Rétablir la production et stimuler des emplois. La Cameroon development corporation (Cdc) veut relever ce secteur et ses débouchées au Sud-ouest. Le projet d’investissement marque une étape significative dans la réhabilitation de l’entreprise étatique, longtemps affectée par des crises sécuritaires dans la région et des problèmes organisationnels. C’est dans une procédure d’urgence que le Directeur général de la Cdc, Franklin Njié, a lancé deux appels d’offres nationaux le 27 janvier dernier. Dans les 2,45 milliards de Fcfa, 2,37 milliards sont alloués au redressement de la filière banane et 153,85 millions pour le palmier à huile.
La somme dédiée à la filière banane vise à maintenir les rendements et la qualité des exportations. Pour cela, elle va permettre à la société de s’approvisionner en plantules, fertilisants, produits phytosanitaires et en équipements de conditionnement. Pour le palmier à huile, son enveloppe est destinée à l’achat d’herbicides, de semences et de matériels de pépinière.
Un programme pourvoyeur d’emplois et de relance économique régionale et nationale
Face à ce programme d’investissement lancé par la Cdc, les populations attendent qu’il se traduise rapidement par des emplois directs et indirects. Ils y voient un moyen de revalorisation de la production et de relance de la vie économique locale. Car la crise sécuritaire qui sévit ces dernières années dans cette région anglophone du pays, est la cause majoritaire du sous-emploi et du ralentissement des activités économiques. Entraînant plusieurs résidents dans le chômage et la pauvreté.
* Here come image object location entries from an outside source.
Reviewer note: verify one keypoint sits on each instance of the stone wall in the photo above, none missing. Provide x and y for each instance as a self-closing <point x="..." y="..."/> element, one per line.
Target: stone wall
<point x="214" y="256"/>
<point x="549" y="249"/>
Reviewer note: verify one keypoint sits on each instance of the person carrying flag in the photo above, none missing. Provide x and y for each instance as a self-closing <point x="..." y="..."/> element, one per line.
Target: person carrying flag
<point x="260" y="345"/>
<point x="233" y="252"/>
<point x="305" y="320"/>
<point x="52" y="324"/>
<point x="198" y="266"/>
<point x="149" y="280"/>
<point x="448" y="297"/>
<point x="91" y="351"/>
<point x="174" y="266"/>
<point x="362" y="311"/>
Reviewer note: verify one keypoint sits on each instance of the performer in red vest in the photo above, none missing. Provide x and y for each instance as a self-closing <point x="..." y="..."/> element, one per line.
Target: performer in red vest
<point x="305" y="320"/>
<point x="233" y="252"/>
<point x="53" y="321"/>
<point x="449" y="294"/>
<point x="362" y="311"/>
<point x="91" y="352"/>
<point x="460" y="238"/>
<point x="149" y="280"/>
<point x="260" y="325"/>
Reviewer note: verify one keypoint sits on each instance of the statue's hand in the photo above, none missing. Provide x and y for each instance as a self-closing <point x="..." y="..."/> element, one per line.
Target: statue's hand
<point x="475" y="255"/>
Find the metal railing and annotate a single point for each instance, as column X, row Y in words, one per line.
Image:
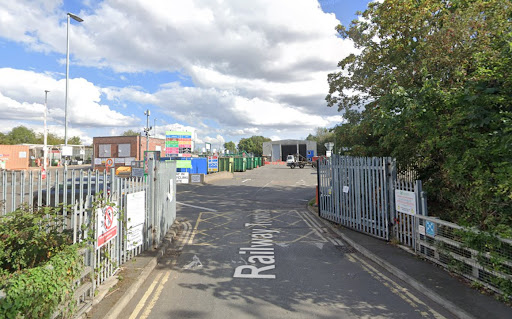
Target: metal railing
column 79, row 193
column 355, row 192
column 359, row 193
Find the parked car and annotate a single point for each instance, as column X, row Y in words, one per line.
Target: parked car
column 103, row 187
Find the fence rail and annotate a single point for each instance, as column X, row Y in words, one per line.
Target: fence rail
column 355, row 192
column 360, row 193
column 77, row 192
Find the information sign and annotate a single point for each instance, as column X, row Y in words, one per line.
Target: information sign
column 137, row 172
column 135, row 212
column 106, row 226
column 182, row 178
column 405, row 202
column 213, row 164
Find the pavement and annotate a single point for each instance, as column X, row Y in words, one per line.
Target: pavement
column 451, row 292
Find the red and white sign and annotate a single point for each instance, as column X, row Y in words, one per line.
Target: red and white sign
column 106, row 224
column 109, row 162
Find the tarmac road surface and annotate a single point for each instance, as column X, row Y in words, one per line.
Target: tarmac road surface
column 249, row 248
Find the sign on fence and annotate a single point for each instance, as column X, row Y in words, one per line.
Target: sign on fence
column 135, row 213
column 405, row 202
column 106, row 226
column 213, row 164
column 182, row 178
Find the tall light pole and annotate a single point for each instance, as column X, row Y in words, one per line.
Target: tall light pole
column 154, row 125
column 76, row 18
column 45, row 132
column 147, row 128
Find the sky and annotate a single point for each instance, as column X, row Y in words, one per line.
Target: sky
column 225, row 69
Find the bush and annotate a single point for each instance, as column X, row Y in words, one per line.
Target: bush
column 38, row 264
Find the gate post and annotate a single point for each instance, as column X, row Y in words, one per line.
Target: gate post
column 391, row 178
column 318, row 161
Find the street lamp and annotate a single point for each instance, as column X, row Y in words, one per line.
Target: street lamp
column 154, row 125
column 45, row 133
column 147, row 128
column 76, row 18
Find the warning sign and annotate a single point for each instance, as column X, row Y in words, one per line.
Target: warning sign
column 106, row 224
column 109, row 162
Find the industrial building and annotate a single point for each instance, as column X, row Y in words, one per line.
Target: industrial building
column 123, row 150
column 279, row 150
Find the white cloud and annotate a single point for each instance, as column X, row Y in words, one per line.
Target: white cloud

Pour la Cdc qui voit ses capacités opérationnelles fragilisées et ses terrains d’exploitation réduits à Tiko depuis le début des conflits, ce projet d’investissement est un moyen de générer davantage des recettes. Selon les données de l’Association bananière du Cameroun (Assobacam), les exportations bananières du pays montrent des signes de reprise, même si elles restent en deçà des niveaux observés avant la crise. Elles indiquent que la Cdc a vu ses volumes d’exportation augmenter dans plusieurs périodes récentes en 2025. Contribuant à contrer les baisses enregistrées par d’autres producteurs. Et donc, Cet investissement va permettre à la Cdc d’améliorer ses performances productives, de renforcer la chaîne logistique de la filière bananière camerounaise, en stimulant l’emploi dans les zones rurales et en accroissant les recettes d’exportation. Puisque sur les 2,45 milliards de Fcfa, l’effort est davantage concentré sur ce secteur (2,37 milliards de Fcfa). En plus, la banane demeure l’un des produits agricoles d’exportation les plus importants du pays, avec des recettes significatives générées notamment par les ventes vers l’Europe.
Les responsables de la Cdc prévoient à long terme par cet investissement, la construction d’unités industrielles et le règlement progressif de ses dettes sociales.